Senyuman milik Anna merekah lalu menghentikan kegiatan menghitungnya dengan segera.
“Kau membuatku bahkan tidak bisa membantah satu kata pun, Mom,” tukasnya lalu beranjak dari atas ranjang dan bersiap mengganti gaun tidurnya dengan kaos lengan pendek yang lebih santai dan nyaman.
Pamela menatap Anna dalam diam. Wanita itu kemudian duduk di bibir ranjang melirik buku yang tergeletak di atas ranjang dengan posisi masih terbuka. Pamela saja tahu arti angka yang diberi tanda khusus oleh putrinya itu.
“Apa defisit lagi?” Pamela tiba-tiba bertanya. Tangannya sudah lebih dulu membuka lembar demi lembar segala perhitungan yang dilakukan putrinya. Pamela mungkin tidak pintar, tapi bukan berarti dia mudah merasa puas dengan gelengan kepala singkat Anna saat menjawab pertanyaan yang dia lontarkan barusan.
“Kau tidak perlu ikut memikirkannya, Mom. Aku akan mencari cara mengatasi masalah ini. Aku bisa menambah satu pekerjaan lagi di akhir pekan sebelum musim dingin tiba.”
“Izinkan aku membantumu, Sayang. Kalau kau bisa menambah satu pekerjaan, kenapa aku tidak? Kita hidup hanya berdua dan sudah sepantasnya kita harus saling mendukung satu sama lain.”
“Mom, aku tidak ingin merepotkanmu. Lagi pula kau—”
Pamela menggeleng. “Jangan pernah menyebutku tua! Usiaku bahkan belum setua itu.”
Anna mengerjap. Pamela paling tidak suka jika seseorang mempermasalahkan usianya.
“Aku tidak bisa hanya duduk tenang sementara putriku bekerja keras memikirkan semuanya sendiri. Aku pun tahu jika kau berusaha mengumpulkan uang untuk melunasi seluruh utang Richie semasa hidupnya. Apa menurutmu dia akan bahagia melihat putri kecilnya sengsara di alam sana? Tentu saja tidak. Dia pasti sangat sedih,” timpal Pamela yang langsung membungkam mulut Anna seketika.
Wanita itu lalu menarik kedua tangan Anna dan memintanya untuk duduk di dekatnya.
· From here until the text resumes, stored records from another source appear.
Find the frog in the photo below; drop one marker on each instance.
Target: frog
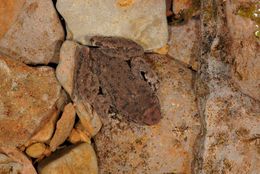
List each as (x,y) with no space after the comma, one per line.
(113,76)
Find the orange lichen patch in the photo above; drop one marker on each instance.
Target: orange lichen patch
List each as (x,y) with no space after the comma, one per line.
(125,3)
(163,50)
(9,11)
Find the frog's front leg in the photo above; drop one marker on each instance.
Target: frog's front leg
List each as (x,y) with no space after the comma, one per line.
(142,70)
(117,47)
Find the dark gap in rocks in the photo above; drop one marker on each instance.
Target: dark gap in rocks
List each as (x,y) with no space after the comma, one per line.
(129,63)
(100,91)
(53,65)
(143,76)
(63,23)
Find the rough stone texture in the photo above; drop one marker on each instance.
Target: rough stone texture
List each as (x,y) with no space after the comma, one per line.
(88,118)
(27,100)
(36,150)
(125,147)
(65,69)
(64,127)
(184,43)
(80,159)
(32,32)
(179,5)
(65,75)
(9,10)
(46,132)
(12,161)
(143,21)
(244,51)
(230,137)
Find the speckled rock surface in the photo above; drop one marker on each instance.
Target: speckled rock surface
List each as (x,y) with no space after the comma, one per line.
(179,5)
(184,43)
(230,118)
(79,159)
(244,50)
(139,20)
(28,100)
(12,161)
(125,147)
(32,32)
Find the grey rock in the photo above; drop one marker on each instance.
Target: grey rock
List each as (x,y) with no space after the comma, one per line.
(35,35)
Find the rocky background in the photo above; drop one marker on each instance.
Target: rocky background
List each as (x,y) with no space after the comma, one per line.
(206,54)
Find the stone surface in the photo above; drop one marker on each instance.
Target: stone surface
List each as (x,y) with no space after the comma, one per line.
(64,127)
(184,43)
(229,142)
(244,50)
(32,32)
(143,21)
(65,69)
(12,161)
(28,100)
(179,5)
(46,132)
(36,150)
(9,10)
(88,118)
(65,75)
(125,147)
(80,159)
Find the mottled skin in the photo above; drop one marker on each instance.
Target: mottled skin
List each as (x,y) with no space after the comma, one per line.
(113,76)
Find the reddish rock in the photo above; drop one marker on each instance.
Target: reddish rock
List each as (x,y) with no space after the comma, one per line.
(28,100)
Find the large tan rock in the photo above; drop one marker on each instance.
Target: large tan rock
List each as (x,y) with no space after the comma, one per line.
(12,161)
(32,32)
(244,49)
(28,100)
(79,159)
(125,147)
(139,20)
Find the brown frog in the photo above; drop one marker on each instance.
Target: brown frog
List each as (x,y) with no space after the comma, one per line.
(113,76)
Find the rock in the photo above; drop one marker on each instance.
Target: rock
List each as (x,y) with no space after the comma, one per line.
(244,50)
(78,136)
(36,150)
(28,100)
(184,43)
(33,33)
(126,147)
(64,127)
(78,159)
(65,69)
(14,161)
(143,21)
(46,132)
(65,75)
(229,142)
(88,118)
(11,9)
(179,5)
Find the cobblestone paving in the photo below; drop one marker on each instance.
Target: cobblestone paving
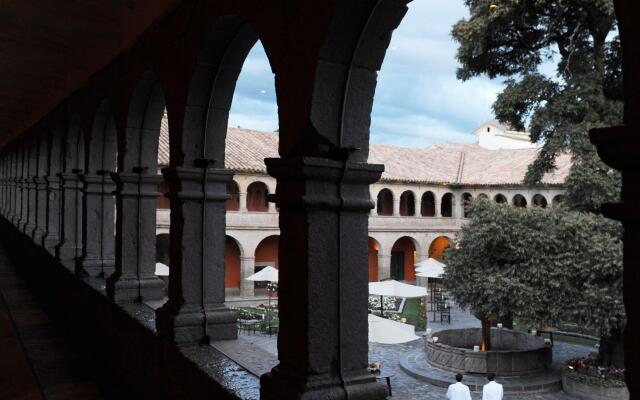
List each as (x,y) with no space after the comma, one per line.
(406,387)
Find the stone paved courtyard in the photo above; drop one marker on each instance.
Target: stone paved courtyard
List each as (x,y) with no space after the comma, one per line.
(404,386)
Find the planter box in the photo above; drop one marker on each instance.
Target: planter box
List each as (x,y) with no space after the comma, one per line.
(585,391)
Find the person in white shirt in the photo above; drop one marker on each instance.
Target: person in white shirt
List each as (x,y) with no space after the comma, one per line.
(458,390)
(492,390)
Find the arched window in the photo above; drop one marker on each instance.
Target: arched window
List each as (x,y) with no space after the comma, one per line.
(428,205)
(539,201)
(233,202)
(257,197)
(407,204)
(519,201)
(446,207)
(466,200)
(385,202)
(557,200)
(403,254)
(438,246)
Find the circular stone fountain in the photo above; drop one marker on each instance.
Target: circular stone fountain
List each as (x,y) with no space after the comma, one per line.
(512,353)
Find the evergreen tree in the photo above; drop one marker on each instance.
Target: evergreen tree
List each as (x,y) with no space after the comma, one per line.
(512,39)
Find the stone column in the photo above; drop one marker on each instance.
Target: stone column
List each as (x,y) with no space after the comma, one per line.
(23,192)
(70,246)
(134,278)
(98,258)
(195,312)
(41,189)
(247,268)
(323,292)
(30,224)
(384,266)
(242,198)
(53,221)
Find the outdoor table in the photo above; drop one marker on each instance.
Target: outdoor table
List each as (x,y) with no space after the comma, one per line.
(386,373)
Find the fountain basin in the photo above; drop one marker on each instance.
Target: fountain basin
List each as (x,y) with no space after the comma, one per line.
(513,353)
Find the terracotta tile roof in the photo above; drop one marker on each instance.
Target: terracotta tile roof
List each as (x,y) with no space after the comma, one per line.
(445,163)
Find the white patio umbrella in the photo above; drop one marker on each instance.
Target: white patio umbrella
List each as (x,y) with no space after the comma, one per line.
(395,289)
(429,268)
(266,274)
(162,269)
(386,331)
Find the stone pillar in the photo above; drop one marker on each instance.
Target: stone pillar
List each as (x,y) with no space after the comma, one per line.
(247,268)
(53,221)
(32,205)
(323,292)
(396,206)
(134,278)
(98,246)
(384,266)
(23,191)
(195,312)
(70,246)
(242,198)
(41,190)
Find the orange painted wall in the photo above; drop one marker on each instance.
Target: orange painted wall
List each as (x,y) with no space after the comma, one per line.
(406,245)
(231,264)
(438,246)
(163,202)
(267,251)
(373,261)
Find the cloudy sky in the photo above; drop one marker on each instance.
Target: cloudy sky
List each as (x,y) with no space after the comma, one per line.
(418,100)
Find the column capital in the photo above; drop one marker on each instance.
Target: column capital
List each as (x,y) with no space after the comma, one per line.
(312,183)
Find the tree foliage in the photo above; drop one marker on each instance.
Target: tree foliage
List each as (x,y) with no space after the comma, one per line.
(540,266)
(512,39)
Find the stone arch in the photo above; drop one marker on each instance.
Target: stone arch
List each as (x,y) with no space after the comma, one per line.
(384,202)
(447,204)
(428,204)
(201,134)
(403,258)
(257,197)
(438,246)
(539,200)
(232,256)
(233,202)
(500,198)
(407,203)
(266,252)
(519,201)
(557,200)
(467,198)
(374,250)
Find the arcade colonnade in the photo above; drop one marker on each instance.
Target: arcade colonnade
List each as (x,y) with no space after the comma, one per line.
(57,178)
(57,175)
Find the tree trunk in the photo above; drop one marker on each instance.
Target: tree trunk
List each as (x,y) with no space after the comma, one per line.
(486,334)
(612,349)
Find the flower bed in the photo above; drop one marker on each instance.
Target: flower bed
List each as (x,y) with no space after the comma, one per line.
(585,379)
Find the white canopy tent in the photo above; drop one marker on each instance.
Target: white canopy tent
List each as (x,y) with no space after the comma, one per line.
(396,289)
(386,331)
(162,269)
(429,268)
(266,274)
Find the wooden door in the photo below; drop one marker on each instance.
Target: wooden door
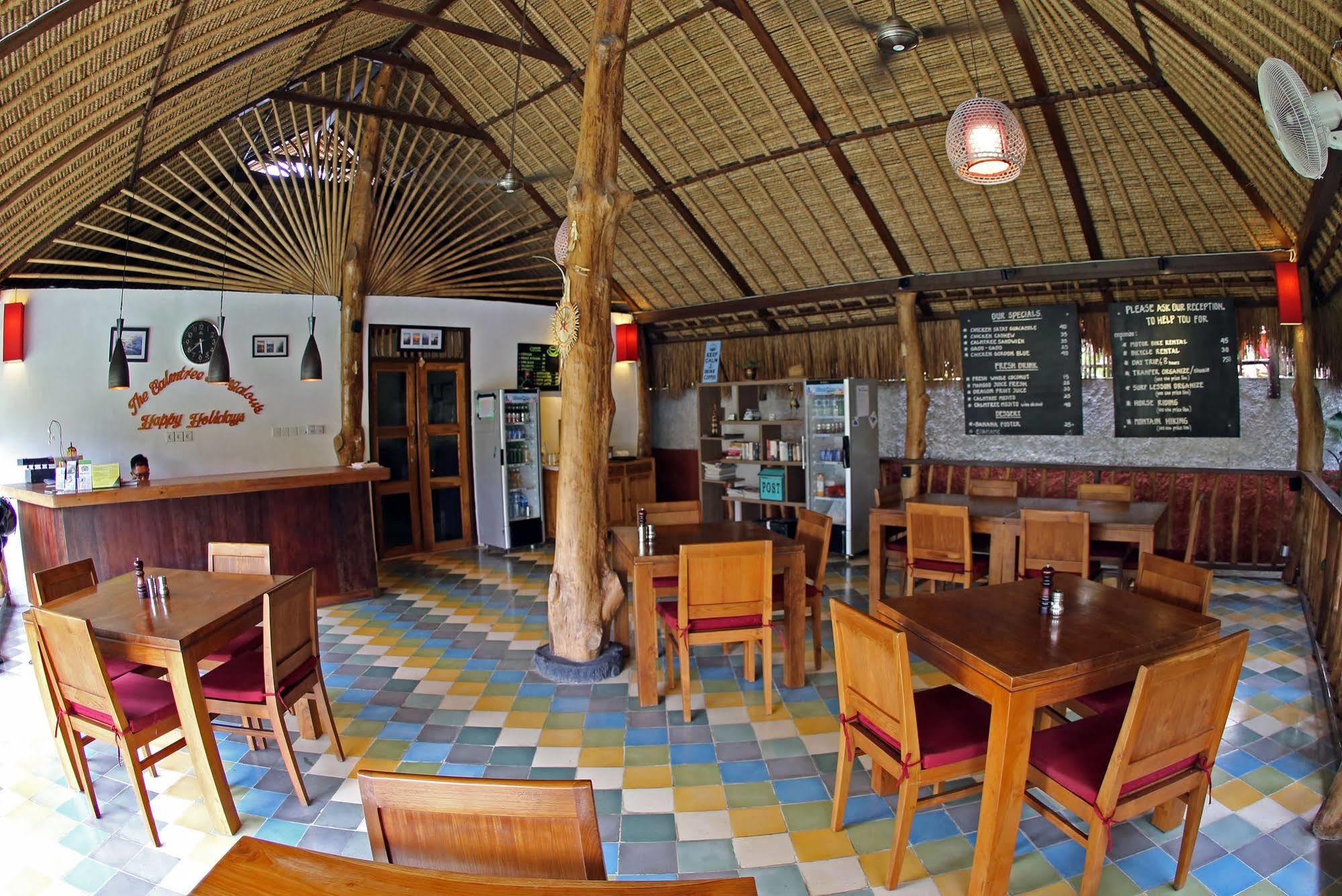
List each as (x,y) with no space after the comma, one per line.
(392,412)
(444,475)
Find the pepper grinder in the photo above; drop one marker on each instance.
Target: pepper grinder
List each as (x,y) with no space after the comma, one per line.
(141,585)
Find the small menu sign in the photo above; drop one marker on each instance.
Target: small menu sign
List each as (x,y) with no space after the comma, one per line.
(1175,369)
(1023,372)
(537,366)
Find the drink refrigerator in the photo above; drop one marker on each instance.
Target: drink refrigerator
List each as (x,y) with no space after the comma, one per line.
(508,468)
(843,456)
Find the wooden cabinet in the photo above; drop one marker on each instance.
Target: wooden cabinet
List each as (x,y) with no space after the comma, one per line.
(628,485)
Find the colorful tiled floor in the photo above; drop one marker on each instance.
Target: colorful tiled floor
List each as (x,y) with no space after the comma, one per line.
(435,678)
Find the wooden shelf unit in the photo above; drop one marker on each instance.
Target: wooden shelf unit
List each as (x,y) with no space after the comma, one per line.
(736,397)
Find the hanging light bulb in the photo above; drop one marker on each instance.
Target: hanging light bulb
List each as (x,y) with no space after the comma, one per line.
(986,142)
(310,368)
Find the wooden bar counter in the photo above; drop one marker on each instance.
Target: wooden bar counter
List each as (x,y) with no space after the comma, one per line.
(317,518)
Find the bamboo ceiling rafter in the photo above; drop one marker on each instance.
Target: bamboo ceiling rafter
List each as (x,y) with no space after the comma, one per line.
(438,230)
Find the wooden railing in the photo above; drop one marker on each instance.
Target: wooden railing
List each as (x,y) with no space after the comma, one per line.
(1249,517)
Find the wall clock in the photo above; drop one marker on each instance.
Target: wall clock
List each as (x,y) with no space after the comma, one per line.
(197,341)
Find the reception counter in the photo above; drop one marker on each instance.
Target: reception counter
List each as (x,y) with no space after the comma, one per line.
(317,518)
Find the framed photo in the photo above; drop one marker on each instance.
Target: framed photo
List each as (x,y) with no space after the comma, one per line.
(422,338)
(136,341)
(270,346)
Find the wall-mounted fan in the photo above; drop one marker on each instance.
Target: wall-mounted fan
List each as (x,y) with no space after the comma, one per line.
(1305,123)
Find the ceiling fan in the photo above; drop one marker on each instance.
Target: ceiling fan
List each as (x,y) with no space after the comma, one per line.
(896,35)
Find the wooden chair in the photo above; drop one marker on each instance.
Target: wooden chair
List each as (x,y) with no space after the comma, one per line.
(483,827)
(1120,765)
(1109,554)
(267,683)
(248,560)
(50,585)
(814,534)
(940,549)
(1058,538)
(1161,580)
(674,513)
(671,513)
(1105,491)
(897,544)
(994,487)
(128,713)
(925,738)
(725,596)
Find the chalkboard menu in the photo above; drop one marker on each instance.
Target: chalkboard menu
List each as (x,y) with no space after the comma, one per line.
(1023,372)
(537,366)
(1175,369)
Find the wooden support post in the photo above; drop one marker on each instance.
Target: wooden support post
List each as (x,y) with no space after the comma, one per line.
(916,391)
(584,593)
(349,440)
(644,397)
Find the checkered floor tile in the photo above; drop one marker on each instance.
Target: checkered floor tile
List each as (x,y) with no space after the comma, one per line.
(435,677)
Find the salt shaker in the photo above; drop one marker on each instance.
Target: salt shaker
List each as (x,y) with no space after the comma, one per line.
(141,585)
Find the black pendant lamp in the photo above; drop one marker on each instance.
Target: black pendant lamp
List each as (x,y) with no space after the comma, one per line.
(218,370)
(118,370)
(310,368)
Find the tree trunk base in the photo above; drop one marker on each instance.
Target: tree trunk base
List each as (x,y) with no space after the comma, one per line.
(607,664)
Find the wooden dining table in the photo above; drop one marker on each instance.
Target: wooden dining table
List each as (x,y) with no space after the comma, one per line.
(1133,522)
(639,562)
(260,867)
(996,644)
(203,612)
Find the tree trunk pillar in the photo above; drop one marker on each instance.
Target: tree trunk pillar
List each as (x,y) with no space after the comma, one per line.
(916,392)
(349,440)
(584,593)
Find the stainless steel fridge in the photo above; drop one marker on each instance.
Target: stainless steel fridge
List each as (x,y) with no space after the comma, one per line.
(843,456)
(508,468)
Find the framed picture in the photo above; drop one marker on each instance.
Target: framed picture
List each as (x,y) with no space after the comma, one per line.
(270,346)
(136,341)
(422,338)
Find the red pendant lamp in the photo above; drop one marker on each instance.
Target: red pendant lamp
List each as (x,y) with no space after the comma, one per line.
(1289,303)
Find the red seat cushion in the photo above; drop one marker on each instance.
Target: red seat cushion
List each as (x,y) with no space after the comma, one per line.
(1110,699)
(777,588)
(979,566)
(117,668)
(243,679)
(952,726)
(244,643)
(1039,573)
(1077,756)
(669,611)
(142,699)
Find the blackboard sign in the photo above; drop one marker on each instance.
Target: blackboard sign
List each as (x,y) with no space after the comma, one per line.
(1023,372)
(1175,369)
(537,366)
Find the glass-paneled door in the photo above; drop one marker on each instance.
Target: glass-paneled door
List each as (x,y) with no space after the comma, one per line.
(395,444)
(444,475)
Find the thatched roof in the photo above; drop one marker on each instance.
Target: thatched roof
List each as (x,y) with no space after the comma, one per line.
(767,148)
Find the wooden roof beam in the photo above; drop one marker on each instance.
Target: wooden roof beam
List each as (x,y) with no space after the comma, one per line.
(1058,272)
(639,157)
(39,26)
(745,11)
(376,111)
(447,26)
(1194,119)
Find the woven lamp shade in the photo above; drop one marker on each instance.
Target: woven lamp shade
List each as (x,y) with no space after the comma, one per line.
(986,142)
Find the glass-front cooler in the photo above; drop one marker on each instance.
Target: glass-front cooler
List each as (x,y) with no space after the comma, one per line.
(508,468)
(843,463)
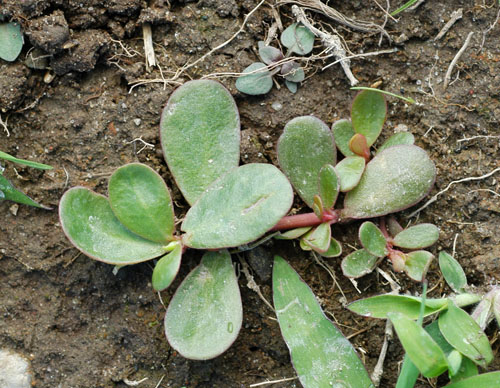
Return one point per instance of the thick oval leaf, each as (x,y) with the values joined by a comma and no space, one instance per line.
(256,79)
(321,355)
(368,113)
(452,272)
(305,146)
(416,237)
(319,238)
(373,239)
(397,139)
(334,250)
(10,193)
(238,208)
(395,179)
(465,335)
(328,186)
(349,171)
(486,380)
(11,41)
(204,317)
(298,39)
(269,54)
(381,305)
(358,263)
(423,351)
(200,135)
(417,263)
(140,200)
(166,269)
(343,133)
(92,227)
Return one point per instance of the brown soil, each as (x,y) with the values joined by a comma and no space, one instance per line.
(82,326)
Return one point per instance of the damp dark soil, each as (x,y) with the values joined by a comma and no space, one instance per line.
(81,325)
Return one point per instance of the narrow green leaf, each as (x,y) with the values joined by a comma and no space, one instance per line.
(321,355)
(334,250)
(11,41)
(319,238)
(204,316)
(368,113)
(452,271)
(238,208)
(373,239)
(91,226)
(395,179)
(328,186)
(140,200)
(397,139)
(417,263)
(10,193)
(486,380)
(305,146)
(298,39)
(29,163)
(343,133)
(358,263)
(200,135)
(379,306)
(423,351)
(166,269)
(256,79)
(417,237)
(349,171)
(465,335)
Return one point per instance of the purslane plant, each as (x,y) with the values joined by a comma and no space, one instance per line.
(231,206)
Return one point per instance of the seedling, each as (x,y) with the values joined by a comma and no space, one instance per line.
(258,77)
(378,243)
(7,189)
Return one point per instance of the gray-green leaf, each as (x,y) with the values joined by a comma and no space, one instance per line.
(204,316)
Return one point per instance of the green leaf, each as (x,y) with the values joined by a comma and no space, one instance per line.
(368,113)
(11,41)
(40,166)
(373,239)
(10,193)
(293,233)
(200,135)
(358,263)
(397,139)
(140,200)
(298,39)
(334,250)
(416,237)
(343,133)
(92,227)
(349,171)
(465,335)
(269,54)
(485,380)
(319,238)
(394,180)
(381,305)
(238,208)
(256,79)
(320,353)
(423,351)
(328,185)
(417,263)
(305,146)
(204,316)
(452,272)
(166,268)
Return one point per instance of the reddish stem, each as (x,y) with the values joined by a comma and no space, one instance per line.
(306,219)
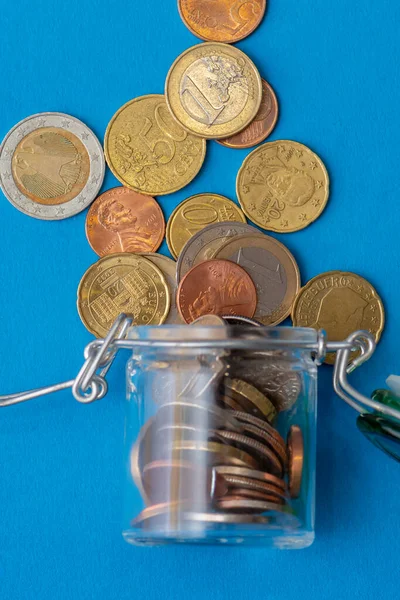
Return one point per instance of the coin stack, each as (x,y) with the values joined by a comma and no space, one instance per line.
(212,452)
(52,167)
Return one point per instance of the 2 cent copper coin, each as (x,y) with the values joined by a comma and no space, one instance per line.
(262,126)
(121,220)
(222,20)
(218,287)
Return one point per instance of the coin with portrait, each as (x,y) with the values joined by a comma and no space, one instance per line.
(213,90)
(282,186)
(122,220)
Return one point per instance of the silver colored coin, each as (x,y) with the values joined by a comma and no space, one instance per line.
(194,250)
(168,268)
(52,178)
(273,377)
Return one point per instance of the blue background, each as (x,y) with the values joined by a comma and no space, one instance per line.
(334,66)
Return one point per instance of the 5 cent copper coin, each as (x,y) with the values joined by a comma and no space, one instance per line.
(222,20)
(263,124)
(216,287)
(121,220)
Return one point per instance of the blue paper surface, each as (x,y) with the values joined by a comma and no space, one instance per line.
(334,66)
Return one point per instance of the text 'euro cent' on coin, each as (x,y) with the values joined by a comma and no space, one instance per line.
(148,151)
(222,20)
(122,283)
(282,186)
(213,90)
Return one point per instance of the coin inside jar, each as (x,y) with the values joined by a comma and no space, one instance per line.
(216,287)
(296,458)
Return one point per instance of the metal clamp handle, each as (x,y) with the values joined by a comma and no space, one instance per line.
(90,385)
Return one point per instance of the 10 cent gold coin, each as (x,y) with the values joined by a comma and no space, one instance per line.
(122,283)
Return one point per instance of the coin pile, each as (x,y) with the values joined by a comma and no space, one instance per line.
(212,453)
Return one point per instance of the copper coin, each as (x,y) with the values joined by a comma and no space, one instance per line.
(231,471)
(121,220)
(171,480)
(261,424)
(263,455)
(240,504)
(222,20)
(263,124)
(296,459)
(218,287)
(248,484)
(257,495)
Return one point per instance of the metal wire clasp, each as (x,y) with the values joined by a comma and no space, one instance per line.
(88,385)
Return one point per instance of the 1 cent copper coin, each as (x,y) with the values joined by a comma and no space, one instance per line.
(222,20)
(263,124)
(296,458)
(218,287)
(121,220)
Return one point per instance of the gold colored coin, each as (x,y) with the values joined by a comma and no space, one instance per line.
(195,213)
(148,151)
(213,90)
(272,268)
(282,186)
(340,303)
(50,166)
(122,283)
(250,397)
(167,267)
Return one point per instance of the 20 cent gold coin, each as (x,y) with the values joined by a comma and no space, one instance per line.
(282,186)
(148,151)
(195,213)
(122,283)
(213,90)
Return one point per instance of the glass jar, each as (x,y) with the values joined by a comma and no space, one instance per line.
(220,436)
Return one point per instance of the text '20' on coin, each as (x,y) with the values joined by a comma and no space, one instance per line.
(148,151)
(122,283)
(216,287)
(51,166)
(213,90)
(195,213)
(204,244)
(272,268)
(262,125)
(340,303)
(222,20)
(282,186)
(122,220)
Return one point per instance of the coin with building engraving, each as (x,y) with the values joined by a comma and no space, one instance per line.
(194,214)
(263,124)
(122,283)
(51,166)
(213,90)
(148,151)
(340,303)
(222,20)
(167,267)
(122,220)
(282,186)
(204,244)
(216,287)
(273,269)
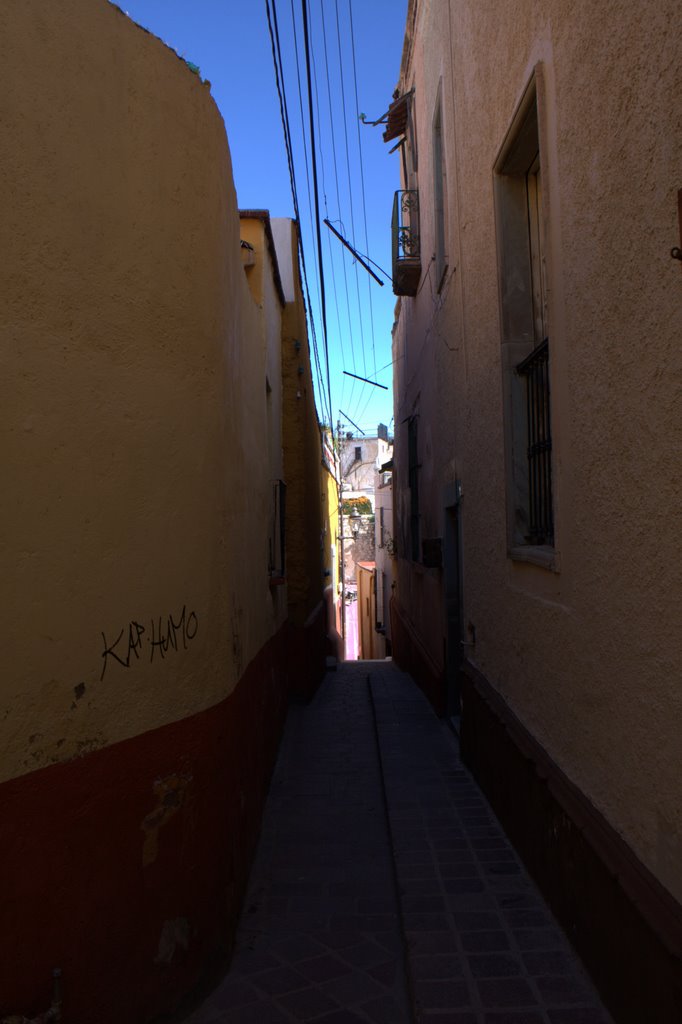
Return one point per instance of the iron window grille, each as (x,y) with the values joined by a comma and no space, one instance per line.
(536,371)
(275,543)
(413,483)
(406,242)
“Aku tahu kau menyayangiku, tapi kau juga harus tahu kalau aku jauh lebih menyayangimu daripada nyawaku sendiri. Jadi, hentikan bersikap seolah-olah aku adalah wanita tua tidak berguna yang harus dikasihani. Mengerti?”
Anna terpaksa mengangguk untuk menghindari perdebatan mereka yang bisa saja melebar ke mana-mana. Karena faktanya dia dan Pamela sama-sama dua wanita yang keras kepala.
“Kita lanjutkan pembicaraan ini nanti, Mom. Aku harus pergi ke kedai sekarang.”
***
“Kau tahu tidak, apa yang pelanggan pria katakan tentangmu?” Samantha alias Sam, teman sekaligus partner Anna pagi ini tiba-tiba menyuarakan pendapatnya. Wanita itu menutup laci mesin kasir lalu berbalik arah padanya.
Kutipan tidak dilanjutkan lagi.